Defined as a cancer that forms in the cells of the breasts, breast cancer is the most common cancer in American women, except for skin cancer. While occurring infrequently in men, breast cancer is diagnosed in a U.S. woman, on average, every two minutes and now accounts for 30% of all new cancer diagnoses in women in the nation.

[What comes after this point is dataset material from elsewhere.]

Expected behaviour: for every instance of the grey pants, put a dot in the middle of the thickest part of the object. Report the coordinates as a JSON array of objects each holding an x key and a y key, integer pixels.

Yet, the disease differs based on age and race/ethnicity, placing a heavy toll in lives lost and human suffering. According to the latest statistics:
- About one in eight U.S. women (12%) will develop invasive breast cancer over the course of her lifetime.
- Currently, there are more than 3.8 million women with a history of breast cancer in the U.S. This includes women currently being treated and women who have finished treatment.
- In 2020, an estimated 276,480 women will be diagnosed with invasive breast cancer in the U.S. while about 42,170 women are expected to die from the disease.
- About 85% of breast cancers occur in women with no family history of the disease. Another 5% to 10% can be linked to gene mutations inherited from one’s mother or father.
- Although breast cancer rates are slightly higher among white women than black women, black women are more likely to be diagnosed with breast cancer at later stages of the disease, experience delays in treatment of two or more months after diagnosis, and are 42% more likely to die of their cancer.
- African American women also have higher rates before age 40 and are nearly twice as likely as white women to be diagnosed with triple negative breast cancer, which is more aggressive and harder to treat than other types of breast cancer.
- Among Hispanic women, breast cancer is the leading cause of cancer death. They are also less likely than whites to be diagnosed with breast cancer at a localized stage.
Signs and Symptoms
The most common sign of breast cancer is a new lump or mass in the breast. It is most likely to be a hard mass that has irregular edges and is usually painless. However, breast cancers can be tender, soft or round and painful.
Other symptoms include:
- Breast or nipple pain
- Nipple retraction (turning inward)
- Nipple discharge other than breast milk
- Nipple or breast skin that is red, dry, flaking or thickened
- Skin dimpling (sometimes looking like an orange peel)
- Swelling of all or part of a breast (even if no lump is felt)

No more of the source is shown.